Yes, yes, in this country they are a bit more considerate about ‘what if you don’t have any money? ‘ Or you don’t want money deducted automatically from your account, but only pay if you have any. That applies not only to a luxury product like data for your phone but also for electricity. I always thought this is a basic need. But that’s too much thinking like a Dutchie though. It’s a bit of a hassle: do we still have enough electricity? But I’m handling our use of energy way more consciously. All lights off? Is it really necessary to put the air conditioning on?

5.    I am no longer afraid when I see someone walking along the highway.
‘Careful Gerard, there is someone walking next to the highway! ‘ … that was only the first week. If you move to South Africa from the Netherlands, where it is forbidden to walk next to the highway, you will get a bit of a culture shock here. If I drive along the highway M1 to get into Sandton, I won’t see one person walking along the highway, but loads of them!!

6.    Drinking alcohol (without moderation) at a kids party.
I must admit… this was an eye-opener. I drink very little alcohol. Still a remnant from my time in varsity when I rowed every day. But the extent to which people drink here is quite extraordinary. Why drink at a children’s party? Who will drive back home? And what’s up with all those shots? I thought that’s only ‘cool’ if you’re 16…  

7.    My English is no longer what it has been.
My English has become a mix of different languages. I use all sorts of other words like ‘lekker’ and ‘kak’. But also ‘mahala’ and ‘robot’. I’m even copying expressions like ‘just now? Or now now now? Shame….’ Still, the accents are a problem. Sometimes I feel people are talking way too fast here. But last week someone told me that he wasn’t a fast talker, but maybe I was just a slow listener… right…

8.    Black women and their hair.
In fact, it was no surprise, but somehow I hadn’t expected it to be to this degree. Almost all black women you see in South Africa have fake hair. The natural hair is frizzy and I can tell you that there are not so many here with that haircut. Every six weeks it changes. One day someone still has short red hair, the next day a bunch of curls and six weeks later it is a blonde bob. Still quite tricky when you remember someone by his hair. Have we met before?

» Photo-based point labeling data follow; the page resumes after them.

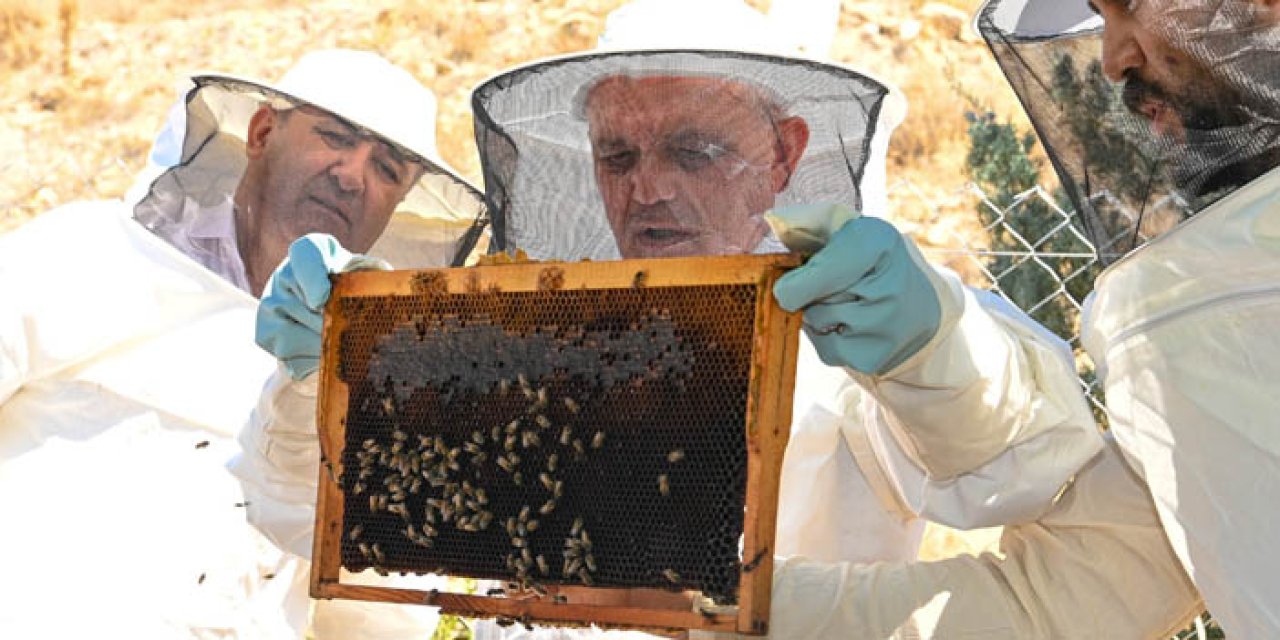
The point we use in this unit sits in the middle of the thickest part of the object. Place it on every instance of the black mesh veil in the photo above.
(1184, 109)
(688, 140)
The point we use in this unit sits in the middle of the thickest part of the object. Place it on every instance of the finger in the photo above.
(854, 251)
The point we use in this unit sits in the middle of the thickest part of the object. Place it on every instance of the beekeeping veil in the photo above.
(1210, 127)
(437, 223)
(675, 126)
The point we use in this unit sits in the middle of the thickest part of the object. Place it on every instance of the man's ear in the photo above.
(792, 137)
(260, 127)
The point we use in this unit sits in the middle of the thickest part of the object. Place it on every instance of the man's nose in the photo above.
(1120, 51)
(652, 182)
(351, 168)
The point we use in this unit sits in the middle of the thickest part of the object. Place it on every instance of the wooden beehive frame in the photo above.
(768, 420)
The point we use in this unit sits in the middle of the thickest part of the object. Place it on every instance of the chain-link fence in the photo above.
(1031, 252)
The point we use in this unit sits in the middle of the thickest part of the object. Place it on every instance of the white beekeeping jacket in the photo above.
(126, 370)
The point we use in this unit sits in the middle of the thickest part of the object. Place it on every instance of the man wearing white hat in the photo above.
(126, 361)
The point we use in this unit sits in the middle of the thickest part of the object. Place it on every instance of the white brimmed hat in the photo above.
(359, 87)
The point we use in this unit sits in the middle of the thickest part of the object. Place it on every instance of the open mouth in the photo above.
(657, 240)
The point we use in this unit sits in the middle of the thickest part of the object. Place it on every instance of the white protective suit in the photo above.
(124, 373)
(1187, 336)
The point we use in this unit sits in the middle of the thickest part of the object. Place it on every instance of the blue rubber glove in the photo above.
(867, 304)
(289, 318)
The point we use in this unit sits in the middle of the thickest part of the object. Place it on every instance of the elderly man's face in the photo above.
(686, 165)
(1162, 82)
(318, 173)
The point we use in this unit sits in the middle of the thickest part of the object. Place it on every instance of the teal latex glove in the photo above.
(289, 318)
(867, 304)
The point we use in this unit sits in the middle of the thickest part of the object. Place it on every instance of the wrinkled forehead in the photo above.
(654, 105)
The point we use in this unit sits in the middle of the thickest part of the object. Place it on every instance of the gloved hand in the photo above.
(289, 316)
(868, 305)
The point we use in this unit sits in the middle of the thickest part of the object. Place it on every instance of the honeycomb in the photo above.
(586, 437)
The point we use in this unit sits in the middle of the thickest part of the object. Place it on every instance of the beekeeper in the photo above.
(1162, 119)
(127, 364)
(583, 161)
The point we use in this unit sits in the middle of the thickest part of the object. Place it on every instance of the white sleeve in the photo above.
(279, 462)
(1096, 566)
(987, 423)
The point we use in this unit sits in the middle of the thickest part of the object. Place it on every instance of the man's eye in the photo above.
(336, 138)
(693, 159)
(620, 161)
(388, 172)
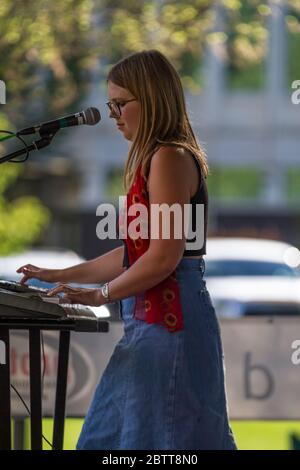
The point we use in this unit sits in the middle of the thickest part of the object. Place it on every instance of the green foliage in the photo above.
(21, 220)
(235, 183)
(46, 50)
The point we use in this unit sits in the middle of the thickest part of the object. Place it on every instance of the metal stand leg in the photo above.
(35, 389)
(61, 390)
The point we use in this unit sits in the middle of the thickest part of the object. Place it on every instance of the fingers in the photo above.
(26, 268)
(24, 279)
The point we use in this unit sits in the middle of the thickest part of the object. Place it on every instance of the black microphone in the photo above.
(90, 116)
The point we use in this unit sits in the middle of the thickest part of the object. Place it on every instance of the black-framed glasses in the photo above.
(116, 106)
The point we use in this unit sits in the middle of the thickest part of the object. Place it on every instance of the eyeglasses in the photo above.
(116, 107)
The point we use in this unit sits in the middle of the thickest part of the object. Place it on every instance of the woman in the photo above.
(163, 387)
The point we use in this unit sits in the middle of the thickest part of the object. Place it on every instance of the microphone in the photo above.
(90, 116)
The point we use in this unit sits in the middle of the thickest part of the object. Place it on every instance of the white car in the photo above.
(47, 258)
(248, 276)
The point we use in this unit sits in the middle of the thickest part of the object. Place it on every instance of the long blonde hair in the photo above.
(154, 82)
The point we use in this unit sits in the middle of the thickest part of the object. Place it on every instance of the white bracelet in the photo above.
(105, 291)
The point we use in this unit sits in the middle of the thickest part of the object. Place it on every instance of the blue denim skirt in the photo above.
(162, 390)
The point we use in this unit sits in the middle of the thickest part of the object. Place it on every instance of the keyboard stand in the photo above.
(64, 325)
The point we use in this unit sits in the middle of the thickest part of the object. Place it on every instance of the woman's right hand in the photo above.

9.    Bunny Chow is the local dish for Indians, but no one knows it in India.
Bunny Chow is available everywhere in this country. It is a sandwich with a meat rajakavi in it and it is eaten by the Indian community here. I have been told that after India, in Durban the largest number of Indians are living in the world. And they have given their own spin to the Indian culture: the Bunny Chow. Really beautiful but apparently you can’t get it in India!

10.    I understand all the jokes of Trevor Noah and I love him.
I believe this is my favorite South African of the moment. Since he hosted the Daily Show he is world famous but before that, he did stand up comedy in South Africa. Do you want to understand a bit more about South African society? Just watch Trevor Noah.